COVID-19 Diagnosis and Detection Based on Deep Learning Models

Abstract

The COVID-19 pandemic has caused widespread illness and death since its emergence in 2019. This study examines various Artificial Intelligence (AI) techniques for diagnosing and predicting COVID-19. One such method is the Hust 19 model, which employs a hybrid learning architecture of CNN and DNN models. The model divides CT scans into three types that identify COVID-19-related imaging features and implements a deep learning framework based on the VGG16 architecture. Another group of researchers developed a deep learning-based COVID-19 diagnostic system using multi-class and multi-center data, segmenting lungs and identifying COVID-19 infection slices. They evaluated the model's accuracy using Receiver Operating Characteristic (ROC) curves. A third group developed a deep neural network based on DenseNet121, standardizing input CXR images through anatomical landmark detection and registration, and segmenting lung lesions to diagnose pneumonia. A final group developed a three-dimensional deep learning model called COVNet, which takes CT images as input, extracts features from each slice using the ResNet50 backbone, merges the maximum features obtained by the AI model, and generates classification predictions for the entire CT scan.

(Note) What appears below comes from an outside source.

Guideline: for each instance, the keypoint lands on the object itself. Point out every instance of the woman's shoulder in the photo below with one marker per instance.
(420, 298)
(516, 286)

They also proposed a multi-decoder split network to improve the model's accuracy and efficiency. Experimental results show that the Deep learning AI system model and COVNet model are relatively good, with average sensitivity and specificity. The remaining models, particularly Hust-19, show prominent specificity, but high specificity leads to low sensitivity, making the overall model imbalanced. These AI diagnostic models are just the beginning, and there may be more inventions and creations in the future.